19 Die gegen beide Beschlüsse gerichtete Revision ist zulässig. Sie ist auch begründet.
20 Zur Revision gegen den Beschluss vom 21. November 2016:
§ 16 und § 17 BFA-VG (jeweils samt Überschrift) lauten
auszugsweise:
"Beschwerdefrist und Wirkung von Beschwerden
§ 16. (1) ...
(2) Einer Beschwerde gegen eine Entscheidung, mit der
1. ein Antrag auf internationalen Schutz zurückgewiesen
wird und diese mit einer aufenthaltsbeendenden Maßnahme verbunden
ist,
2. ein Antrag auf internationalen Schutz zurückgewiesen
wird und eine durchsetzbare Rückkehrentscheidung bereits besteht oder
3. eine Anordnung zur Außerlandesbringung gemäß § 61 Abs. 1 Z 2 FPG erlassen wird,
sowie einem diesbezüglichen Vorlageantrag kommt die aufschiebende Wirkung nicht zu, es sei denn, sie wird vom Bundesverwaltungsgericht zuerkannt.
(3) ...
...
(6) Die §§ 13 Abs. 2 bis 5 und 22 VwGVG sind in den Fällen der Abs. 2 bis 4 nicht anwendbar.
Zuerkennung der aufschiebenden Wirkung einer Beschwerde
§ 17. (1) Das Bundesverwaltungsgericht hat der Beschwerde
gegen eine Entscheidung, mit der ein Antrag auf internationalen
Schutz zurückgewiesen wird und
1. diese Zurückweisung mit einer aufenthaltsbeendenden
Maßnahme verbunden ist oder
2. eine durchsetzbare Rückkehrentscheidung bereits besteht
sowie der Beschwerde gegen eine Anordnung zur
Außerlandesbringung gemäß § 61 Abs. 1 Z 2 FPG jeweils binnen einer
Woche ab Vorlage der Beschwerde durch Beschluss die aufschiebende
Wirkung zuzuerkennen, wenn anzunehmen ist, dass eine
Zurückweisung, Zurückschiebung oder Abschiebung des Fremden in den
Staat, in den die aufenthaltsbeendende Maßnahme lautet, eine reale
Gefahr einer Verletzung von Art. 2 EMRK, Art. 3 EMRK, Art. 8 EMRK
oder der Protokolle Nr. 6 oder Nr. 13 zur Konvention bedeuten
würde oder für ihn als Zivilperson eine ernsthafte Bedrohung des
Lebens oder der Unversehrtheit infolge willkürlicher Gewalt im
Rahmen eines internationalen oder innerstaatlichen Konfliktes mit
sich bringen würde.
(2) ...
(3) Bei der Entscheidung, ob einer Beschwerde gegen eine Anordnung zur Außerlandesbringung die aufschiebende Wirkung zuerkannt wird, ist auch auf die unionsrechtlichen Grundsätze der Art. 26 Abs. 2 und 27 Abs. 1 der Dublin-Verordnung und die Notwendigkeit der effektiven Umsetzung des Unionsrechtes Bedacht zu nehmen.

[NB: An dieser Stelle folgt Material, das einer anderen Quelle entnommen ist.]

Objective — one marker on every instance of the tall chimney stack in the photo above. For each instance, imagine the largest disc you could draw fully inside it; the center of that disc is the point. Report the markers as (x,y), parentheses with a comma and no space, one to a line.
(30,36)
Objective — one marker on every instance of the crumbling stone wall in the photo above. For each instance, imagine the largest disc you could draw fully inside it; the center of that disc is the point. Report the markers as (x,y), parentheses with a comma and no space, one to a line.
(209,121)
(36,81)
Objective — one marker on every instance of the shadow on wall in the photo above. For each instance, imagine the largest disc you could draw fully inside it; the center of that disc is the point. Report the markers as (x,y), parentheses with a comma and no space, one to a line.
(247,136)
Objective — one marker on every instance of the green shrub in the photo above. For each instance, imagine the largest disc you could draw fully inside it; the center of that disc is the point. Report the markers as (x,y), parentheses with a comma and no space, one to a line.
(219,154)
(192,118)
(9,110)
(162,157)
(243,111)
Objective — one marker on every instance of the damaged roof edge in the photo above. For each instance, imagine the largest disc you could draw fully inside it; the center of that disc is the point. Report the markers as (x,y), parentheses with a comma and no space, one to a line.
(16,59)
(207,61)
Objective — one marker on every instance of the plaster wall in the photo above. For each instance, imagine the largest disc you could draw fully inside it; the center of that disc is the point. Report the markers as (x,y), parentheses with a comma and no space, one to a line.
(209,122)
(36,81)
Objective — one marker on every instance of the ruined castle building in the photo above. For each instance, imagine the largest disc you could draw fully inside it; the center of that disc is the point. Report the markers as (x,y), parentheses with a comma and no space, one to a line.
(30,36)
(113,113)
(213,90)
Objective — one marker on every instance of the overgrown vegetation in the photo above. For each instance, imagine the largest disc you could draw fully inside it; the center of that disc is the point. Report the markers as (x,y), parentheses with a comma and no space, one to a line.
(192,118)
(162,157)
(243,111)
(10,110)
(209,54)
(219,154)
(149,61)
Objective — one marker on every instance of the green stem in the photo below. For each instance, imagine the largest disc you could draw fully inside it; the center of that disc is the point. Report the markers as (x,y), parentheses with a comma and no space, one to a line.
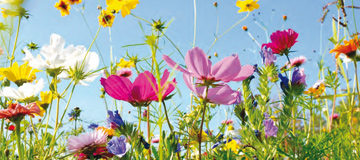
(18,141)
(194,23)
(217,38)
(15,42)
(202,120)
(87,52)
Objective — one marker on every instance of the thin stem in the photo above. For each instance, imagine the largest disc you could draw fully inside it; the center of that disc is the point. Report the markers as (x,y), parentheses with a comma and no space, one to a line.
(194,23)
(202,119)
(18,141)
(148,126)
(217,38)
(15,42)
(92,36)
(334,100)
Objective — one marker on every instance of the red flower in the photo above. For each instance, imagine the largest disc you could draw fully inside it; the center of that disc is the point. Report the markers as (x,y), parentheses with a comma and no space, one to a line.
(282,41)
(16,110)
(11,128)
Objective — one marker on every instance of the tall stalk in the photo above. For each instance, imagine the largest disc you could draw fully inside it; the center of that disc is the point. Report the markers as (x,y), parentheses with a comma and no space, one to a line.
(202,119)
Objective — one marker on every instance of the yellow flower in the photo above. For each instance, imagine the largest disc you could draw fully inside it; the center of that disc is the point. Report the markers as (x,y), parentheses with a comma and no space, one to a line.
(125,64)
(12,2)
(19,74)
(232,145)
(63,6)
(46,99)
(72,2)
(8,12)
(106,18)
(247,5)
(109,131)
(124,5)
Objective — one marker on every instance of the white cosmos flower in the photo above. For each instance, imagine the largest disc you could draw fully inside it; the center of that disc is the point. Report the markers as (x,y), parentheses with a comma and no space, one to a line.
(53,55)
(26,91)
(74,64)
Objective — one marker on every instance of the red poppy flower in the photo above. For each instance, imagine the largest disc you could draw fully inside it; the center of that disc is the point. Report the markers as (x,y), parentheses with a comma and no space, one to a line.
(11,128)
(16,110)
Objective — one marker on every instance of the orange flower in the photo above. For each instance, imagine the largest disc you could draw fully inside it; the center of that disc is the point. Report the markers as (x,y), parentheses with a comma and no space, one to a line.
(109,131)
(349,48)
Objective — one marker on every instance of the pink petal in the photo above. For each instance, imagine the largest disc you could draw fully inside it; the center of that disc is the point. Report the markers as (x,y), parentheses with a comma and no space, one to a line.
(198,64)
(245,72)
(226,69)
(222,95)
(172,64)
(144,87)
(117,87)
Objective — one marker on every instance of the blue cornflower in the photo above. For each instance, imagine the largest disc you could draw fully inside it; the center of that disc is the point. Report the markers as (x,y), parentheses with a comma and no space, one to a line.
(114,120)
(93,126)
(146,145)
(118,146)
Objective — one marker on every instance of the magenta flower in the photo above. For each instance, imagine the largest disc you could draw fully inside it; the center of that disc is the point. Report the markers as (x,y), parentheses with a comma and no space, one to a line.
(335,116)
(86,141)
(298,77)
(296,62)
(268,56)
(139,93)
(222,94)
(270,128)
(282,41)
(200,67)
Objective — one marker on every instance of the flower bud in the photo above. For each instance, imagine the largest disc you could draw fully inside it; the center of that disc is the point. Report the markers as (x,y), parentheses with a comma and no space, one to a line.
(284,17)
(245,28)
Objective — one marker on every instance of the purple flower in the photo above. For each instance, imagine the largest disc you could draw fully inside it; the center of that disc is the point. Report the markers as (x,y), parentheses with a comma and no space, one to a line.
(93,126)
(270,128)
(118,146)
(298,77)
(268,56)
(178,148)
(238,99)
(114,120)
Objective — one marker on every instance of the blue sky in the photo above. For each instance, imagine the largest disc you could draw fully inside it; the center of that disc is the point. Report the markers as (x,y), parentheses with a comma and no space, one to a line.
(302,16)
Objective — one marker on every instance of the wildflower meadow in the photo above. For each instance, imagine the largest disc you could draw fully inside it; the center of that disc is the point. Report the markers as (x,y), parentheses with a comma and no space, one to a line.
(179,79)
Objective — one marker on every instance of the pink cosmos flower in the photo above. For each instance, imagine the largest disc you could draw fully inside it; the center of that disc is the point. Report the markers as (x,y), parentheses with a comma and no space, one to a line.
(296,62)
(155,140)
(200,67)
(86,141)
(335,116)
(16,110)
(140,93)
(222,94)
(282,41)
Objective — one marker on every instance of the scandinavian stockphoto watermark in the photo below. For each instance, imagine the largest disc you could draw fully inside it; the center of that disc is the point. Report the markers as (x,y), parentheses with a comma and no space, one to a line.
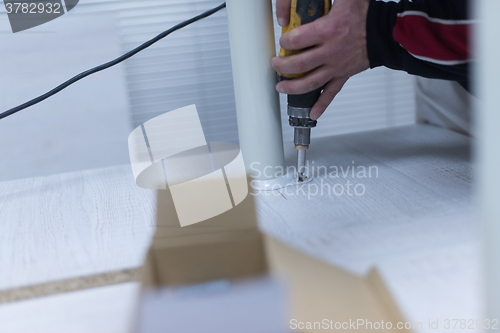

(4) Ein Ablauf der Frist nach Abs. 1 steht der Zuerkennung der aufschiebenden Wirkung nicht entgegen."
21 Gemäß § 29 Abs. 1 VwGVG sind die Erkenntnisse des Verwaltungsgerichtes zu begründen. Dies gilt gemäß § 31 Abs. 3 VwGVG auch für Beschlüsse des Verwaltungsgerichtes, sofern es sich nicht um bloß verfahrensleitende Beschlüsse handelt.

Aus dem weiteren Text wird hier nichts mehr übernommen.